Wiktorek odszedł, ale pieniądze zbierane dla niego pomogą innym

Wiktor od urodzenia walczył z ciężką, złożoną i nieodwracalną wadą serca. Lekarze zdiagnozowali u niego przerwany łuk aorty, dwa ubytki w sercu i niedomykalność zastawek.

Jedyną szansą na normalne życie mógł być przeszczep serca od innego dziecka. Wtedy pojawiła się nadzieja – prof. dr hab. n. med. Edward Malec, kierownik Kliniki Kardiochirurgii Dziecięcej, Chirurgii Wad Wrodzonych Serca Universitätsklinikum Münster w Niemczech, zechciał podjąć się operacji i próby uratowania serca chłopca. Dlatego zorganizowano zbiórki pieniędzy. Zbierały m.in. fundacje Siepomaga i Serce Dziecka, były zbiórki w szkole, przed parafią, koncerty charytatywne etc. Odzew był gigantyczny, a datki płynęły zewsząd. Pomogli nawet Polacy w Kanadzie (na zbiórkę Siepomaga przelali ponad 7 tys. zł, a dla fundacji Serce Dziecka – ponad 11 tys. zł). Z samego 1 proc. udało się zebrać 30 tys. zł.

– Dla nas to olbrzymia kwota, Wiktorek na pewno by się cieszył – mówi przez łzy pani Joanna Kudan, mama Wiktora.

Niestety, termin wyjazdu za granicę był przekładany. Wtedy zadania podjął się lekarz z łódzkiej kliniki.
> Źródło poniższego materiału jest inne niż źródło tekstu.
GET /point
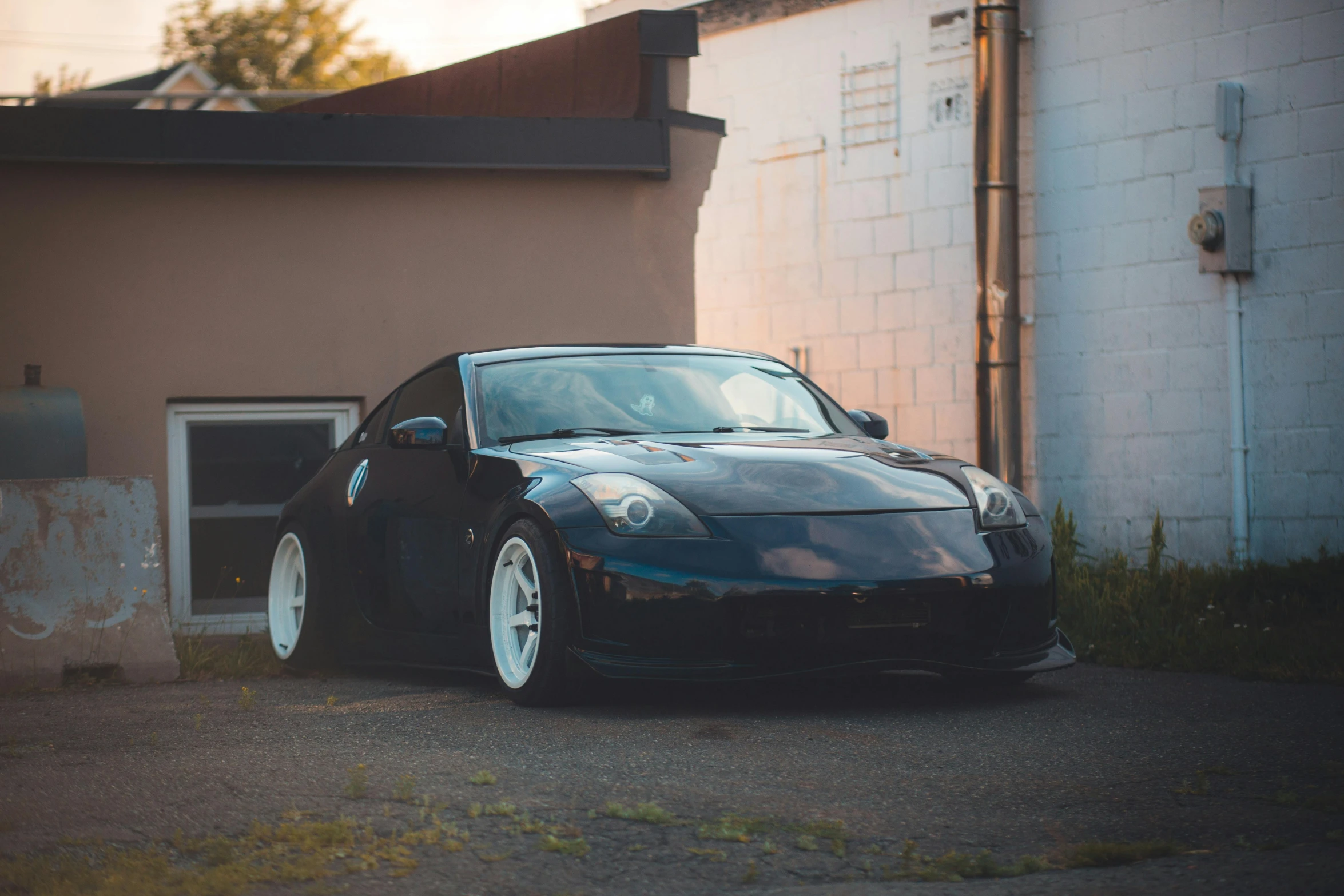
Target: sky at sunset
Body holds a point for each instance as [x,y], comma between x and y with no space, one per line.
[120,38]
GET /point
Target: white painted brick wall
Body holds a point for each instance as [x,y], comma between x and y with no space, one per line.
[1130,351]
[869,260]
[863,257]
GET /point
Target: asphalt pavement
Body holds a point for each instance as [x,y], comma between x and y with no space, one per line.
[1088,754]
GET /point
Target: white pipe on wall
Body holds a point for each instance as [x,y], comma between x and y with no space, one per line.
[1237,397]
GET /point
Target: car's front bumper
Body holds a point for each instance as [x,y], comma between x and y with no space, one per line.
[788,595]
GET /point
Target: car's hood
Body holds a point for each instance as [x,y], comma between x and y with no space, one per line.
[813,476]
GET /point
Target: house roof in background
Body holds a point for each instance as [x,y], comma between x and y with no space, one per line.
[160,82]
[604,70]
[588,100]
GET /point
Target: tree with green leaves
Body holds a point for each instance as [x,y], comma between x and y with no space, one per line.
[288,45]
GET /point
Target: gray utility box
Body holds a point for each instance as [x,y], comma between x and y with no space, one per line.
[1231,252]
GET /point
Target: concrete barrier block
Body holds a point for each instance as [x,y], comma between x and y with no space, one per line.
[82,581]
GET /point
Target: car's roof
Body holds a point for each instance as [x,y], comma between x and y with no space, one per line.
[522,352]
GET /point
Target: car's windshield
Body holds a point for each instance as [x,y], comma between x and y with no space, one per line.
[628,394]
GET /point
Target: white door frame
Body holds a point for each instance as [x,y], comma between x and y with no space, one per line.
[343,417]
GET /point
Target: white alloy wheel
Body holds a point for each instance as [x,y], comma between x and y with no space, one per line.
[515,613]
[288,595]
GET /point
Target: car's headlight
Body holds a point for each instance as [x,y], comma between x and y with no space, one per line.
[999,509]
[631,505]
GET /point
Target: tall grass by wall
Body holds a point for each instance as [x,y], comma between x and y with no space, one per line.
[1250,620]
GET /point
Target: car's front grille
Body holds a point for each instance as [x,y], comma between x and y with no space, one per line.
[889,613]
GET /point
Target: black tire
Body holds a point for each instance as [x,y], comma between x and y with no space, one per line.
[312,649]
[547,683]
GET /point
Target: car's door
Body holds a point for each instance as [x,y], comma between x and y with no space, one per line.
[423,536]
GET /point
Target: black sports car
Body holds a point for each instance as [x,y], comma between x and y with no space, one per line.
[654,512]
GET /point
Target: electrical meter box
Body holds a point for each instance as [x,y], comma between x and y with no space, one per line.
[1222,230]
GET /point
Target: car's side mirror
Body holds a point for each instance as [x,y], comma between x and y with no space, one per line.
[421,432]
[874,425]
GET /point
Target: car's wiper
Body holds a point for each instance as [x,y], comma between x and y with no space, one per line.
[734,429]
[566,433]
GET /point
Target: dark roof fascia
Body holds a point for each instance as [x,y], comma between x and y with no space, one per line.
[727,15]
[148,136]
[669,33]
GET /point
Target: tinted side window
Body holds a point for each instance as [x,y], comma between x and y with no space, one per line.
[374,430]
[437,393]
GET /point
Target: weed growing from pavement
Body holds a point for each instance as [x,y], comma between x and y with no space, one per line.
[551,844]
[731,827]
[1280,622]
[651,813]
[405,789]
[214,866]
[205,659]
[356,782]
[953,866]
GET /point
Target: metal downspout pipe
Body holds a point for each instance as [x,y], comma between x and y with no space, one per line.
[1237,394]
[1231,135]
[997,310]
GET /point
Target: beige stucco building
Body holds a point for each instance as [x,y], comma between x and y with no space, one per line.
[187,270]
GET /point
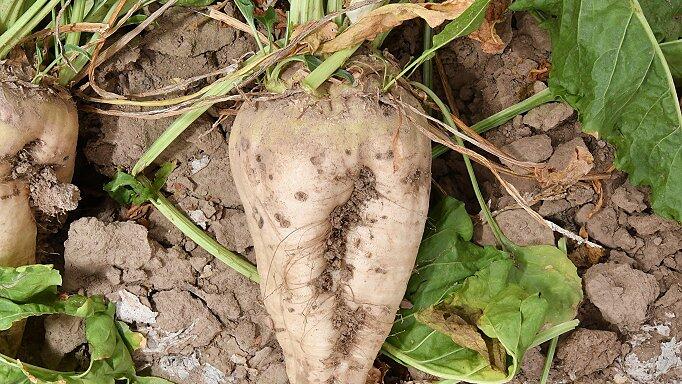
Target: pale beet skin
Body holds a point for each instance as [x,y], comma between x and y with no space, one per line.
[336,194]
[38,128]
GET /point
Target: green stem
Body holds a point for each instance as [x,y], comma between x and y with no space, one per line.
[497,232]
[335,6]
[178,126]
[505,115]
[25,24]
[548,360]
[303,11]
[184,224]
[320,74]
[427,65]
[72,39]
[9,12]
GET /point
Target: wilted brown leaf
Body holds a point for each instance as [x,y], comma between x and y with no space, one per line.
[460,325]
[579,165]
[586,256]
[323,34]
[487,34]
[389,16]
[462,332]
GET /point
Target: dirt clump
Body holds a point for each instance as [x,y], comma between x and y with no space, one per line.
[586,351]
[548,116]
[621,293]
[50,197]
[63,334]
[519,226]
[188,321]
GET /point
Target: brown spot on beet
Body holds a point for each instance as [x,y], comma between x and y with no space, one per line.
[316,160]
[283,222]
[384,156]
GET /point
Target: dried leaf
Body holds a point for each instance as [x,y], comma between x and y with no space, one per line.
[487,34]
[461,331]
[323,34]
[389,16]
[586,256]
[579,166]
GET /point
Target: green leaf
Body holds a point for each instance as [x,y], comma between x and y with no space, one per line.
[268,19]
[191,3]
[463,25]
[673,56]
[247,9]
[101,333]
[664,17]
[312,62]
[22,283]
[75,305]
[126,189]
[606,63]
[109,341]
[470,307]
[133,340]
[547,270]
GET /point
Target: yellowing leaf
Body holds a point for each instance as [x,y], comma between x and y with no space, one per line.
[486,34]
[390,16]
[447,322]
[323,34]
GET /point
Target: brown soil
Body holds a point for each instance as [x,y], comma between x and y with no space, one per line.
[206,324]
[625,335]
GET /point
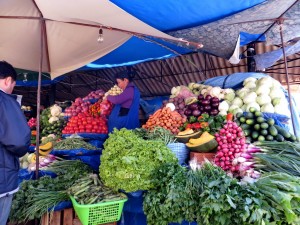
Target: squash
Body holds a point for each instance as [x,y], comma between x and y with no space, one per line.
[187,137]
[46,147]
[205,147]
[205,143]
[205,137]
[186,132]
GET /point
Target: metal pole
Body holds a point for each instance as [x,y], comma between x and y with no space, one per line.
[39,102]
[287,76]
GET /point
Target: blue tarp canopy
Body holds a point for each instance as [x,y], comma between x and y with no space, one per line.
[169,16]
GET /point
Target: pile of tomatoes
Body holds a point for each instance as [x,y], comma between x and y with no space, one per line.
[84,122]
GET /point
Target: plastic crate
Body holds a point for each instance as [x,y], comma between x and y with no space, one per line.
[100,213]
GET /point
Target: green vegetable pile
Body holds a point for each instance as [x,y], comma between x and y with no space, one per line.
[35,197]
[128,161]
[209,196]
[278,156]
[73,143]
[90,190]
[51,128]
[156,134]
[257,128]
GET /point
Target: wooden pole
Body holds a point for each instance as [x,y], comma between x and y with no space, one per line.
[287,76]
[39,100]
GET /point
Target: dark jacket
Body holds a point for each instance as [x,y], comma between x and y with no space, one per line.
[14,141]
Wiktor przeszedł operację i choć czuł się dobrze, miał dobre wyniki badań i wrócił do domu, 17 października zmarł.

Rodzina zdecydowała, że pieniądze ze zbiórki w ramach Siepomaga zostaną przekazane na leczenie innych dzieci z ciężkimi wadami serca: Miłosza Krzeszczyka (50 tys. zł), Marcina Poliszuka (30 tys. zł), Marcela Łabaja (17.765,54 zł), Antosi Polańskiej (10 tys. zł). Natomiast pieniądze ze zbiórek i 1 proc. z fundacji Serce Dziecka trafią na konto podopiecznych tej fundacji (m.in. Wiktor Mitręga i Mariusz Szczudłek oraz inne dzieci wyznaczone przez fundację).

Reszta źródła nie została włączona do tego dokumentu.